About 100 Lebanese living in the United States gathered quietly yesterday under the shadow of the Iwo Jima Memorial to hold a mass in memory of the four U.S. Marines who died in the conflict in Lebanon.

Standing amid fluttering Lebanese and American flags, they took communion, while Salim Fahed, a former seminary student, sang a communion song in Arabic.

After the breaking of the bread by the Rev. Mark Heath, a Dominican priest, Roy Salameh, a graduate student in finance at George Washington University, walked up to the makeshift pulpit.

"We would like to send our deepest condolences to the families and to the American people in general. We share their sorrows and sadness," said Salameh. "God bless all of you. God bless America. God save Lebanon."

The mass was the culmination of a three-day effort organized by the Lebanese Students Association of America to counteract growing pressure by some American groups to pull the Marines out of Lebanon.

"It is our way of thanking the Marines who are giving their lives to save the people of Lebanon," said William Nicholas, a Lebanese electrical engineering graduate student at George Washington University.
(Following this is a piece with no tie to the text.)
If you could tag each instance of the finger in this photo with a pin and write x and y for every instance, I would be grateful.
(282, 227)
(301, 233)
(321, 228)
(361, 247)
Fahed said the Marine Corps Memorial in Arlington was chosen as the site of the mass because it was the "symbol of the Marines who had died overseas to protect liberty."

The mass by Father Heath stressed peace and forgiveness. But the private conversations focused more on the desires for victory and retaliation against Syria and against the Druze and Shiite Moslem militia who are challenging the Christian-dominated government of Amin Gemayel.

"We are trying to do whatever we can to draw people's attention to what is happening in Lebanon," said Tony Khoury, a civil engineering student at George Washington, who said he has not been able to reach his family for two weeks. "It is time that the people here opened up their eyes to what is happening in Lebanon."